Тем временем одна за другой открывались двери домов на площади; люди выглядывали из окон, удивленно переговаривались.
— Наверное, господин кюре нашел нового органиста,— предположил кто-то.
Почему нам сразу не пришло в голову простое объяснение? И тут как раз сам кюре показался на пороге своего дома.
— Что случилось? — поинтересовался он.
— Кто-то играет на органе! — крикнул в ответ хозяин постоялого двора.
— Прекрасно! Значит, Эглизак снова уселся за инструмент.
И в самом деле, глухота ведь не мешает играть! Может быть, старик поднялся на хоры в сопровождении калканта? Нужно посмотреть. Но дверь в храм оказалась запертой.
— Йозеф,— сказал мне кюре,— сбегай к Эглизаку.
Я побежал к его дому, не выпуская руки Бетти. Она ни за что не хотела отпускать меня одного. Через пять минут мы вернулись.
— Ну что? — спросил кюре.
— Мэтр у себя,— ответил я, с трудом переводя дыхание. Так оно и было. Служанка заверила нас, что хозяин спит как убитый и ни один орган мира не в силах его разбудить.
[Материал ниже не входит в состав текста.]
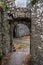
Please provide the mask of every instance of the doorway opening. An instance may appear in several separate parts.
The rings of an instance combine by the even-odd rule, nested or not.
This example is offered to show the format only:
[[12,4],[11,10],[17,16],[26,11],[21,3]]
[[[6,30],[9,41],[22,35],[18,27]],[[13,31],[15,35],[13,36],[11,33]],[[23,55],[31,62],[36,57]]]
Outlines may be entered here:
[[30,33],[31,19],[16,19],[13,28],[13,47],[16,51],[30,54]]

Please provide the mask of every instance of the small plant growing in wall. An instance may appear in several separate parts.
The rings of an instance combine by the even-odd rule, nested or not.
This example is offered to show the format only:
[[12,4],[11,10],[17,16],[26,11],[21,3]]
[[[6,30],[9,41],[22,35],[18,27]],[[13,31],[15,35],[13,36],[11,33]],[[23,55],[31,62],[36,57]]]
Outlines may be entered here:
[[32,4],[35,4],[38,0],[31,0]]
[[8,5],[5,3],[5,1],[0,0],[0,8],[4,10],[8,9]]

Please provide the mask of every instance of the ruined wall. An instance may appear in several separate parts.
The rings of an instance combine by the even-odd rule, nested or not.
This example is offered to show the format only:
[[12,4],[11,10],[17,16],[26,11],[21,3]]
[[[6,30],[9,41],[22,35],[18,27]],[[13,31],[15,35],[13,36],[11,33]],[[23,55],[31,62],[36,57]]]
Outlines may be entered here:
[[43,65],[43,1],[39,0],[31,12],[32,65]]

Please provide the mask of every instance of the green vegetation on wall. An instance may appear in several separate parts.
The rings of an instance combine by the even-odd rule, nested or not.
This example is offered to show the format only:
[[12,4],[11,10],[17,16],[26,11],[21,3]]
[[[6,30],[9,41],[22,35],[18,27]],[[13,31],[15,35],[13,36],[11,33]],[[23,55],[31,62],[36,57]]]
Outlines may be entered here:
[[0,0],[0,8],[4,10],[8,9],[8,5],[5,3],[5,1]]

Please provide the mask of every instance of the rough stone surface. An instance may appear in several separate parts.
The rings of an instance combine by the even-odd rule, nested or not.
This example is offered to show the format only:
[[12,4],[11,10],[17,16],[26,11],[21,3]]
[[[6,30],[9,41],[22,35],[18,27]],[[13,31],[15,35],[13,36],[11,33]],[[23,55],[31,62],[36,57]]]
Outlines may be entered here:
[[31,9],[31,54],[33,65],[43,65],[43,1]]

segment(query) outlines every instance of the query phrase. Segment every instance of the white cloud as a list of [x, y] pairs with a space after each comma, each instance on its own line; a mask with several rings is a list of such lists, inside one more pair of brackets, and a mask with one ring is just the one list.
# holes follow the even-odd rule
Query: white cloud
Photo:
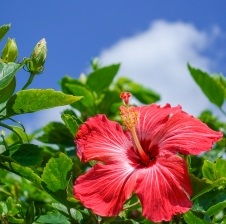
[[120, 62], [119, 75], [160, 93], [161, 104], [180, 104], [187, 112], [198, 115], [214, 106], [189, 75], [187, 63], [210, 70], [213, 61], [203, 52], [219, 33], [216, 27], [208, 33], [188, 23], [158, 20], [146, 31], [103, 50], [99, 58], [102, 65]]
[[[127, 76], [161, 94], [161, 104], [180, 104], [187, 112], [198, 115], [203, 109], [216, 109], [209, 103], [188, 73], [187, 63], [210, 70], [215, 63], [203, 52], [220, 35], [218, 27], [200, 31], [183, 22], [155, 21], [149, 29], [119, 40], [103, 50], [103, 65], [121, 63], [119, 75]], [[49, 121], [60, 121], [59, 107], [26, 116], [23, 122], [28, 132], [43, 127]]]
— Кто же тогда играет в церкви? — испугался Клер.
— Сейчас узнаем! — воскликнул кюре, запахнув шубу. Орган продолжал играть. Из него вырывался целый ураган звуков. В полную силу работали низкие регистры, оглушительно звучали высокие, к ним примешивались самые глухие, гудящие ноты. Казалось, площадь захлестнула музыкальная буря, словно церковь сама превратилась в огромный орган, а колокольня — в самый низкий регистр, издававший фантастические, громовые звуки.
Как уже говорилось, вход был заперт, но, обойдя здание, я обнаружил, что открыта боковая дверь, как раз напротив постоялого двора Клеров. Наверное, через нее-то и проник самозванец. Кюре вместе с церковным сторожем вошли внутрь. На всякий случай они обмакнули пальцы в чашу со святой водой и осенили себя крестным знамением. Остальные последовали их примеру.
Внезапно орган смолк. Таинственный музыкант закончил свой отрывок квартсекстаккордом, который медленно стихал под темным сводом церкви.
[10] Кюре — священник, возглавляющий католический приход.
[11] Префация — часть католической мессы, предшествующая канону; молитва, содержащая освящение.
[12] Серпан — духовой инструмент в форме змеи, служивший для аккомпанирования вокалистам.
[13] Ноктюрн — музыкальная пьеса преимущественно мечтательного характера с певучей мелодией; обычно ноктюрны пишутся для фортепиано, реже для других инструментов и ансамблей; вокальные ноктюрны композиторами создаются редко.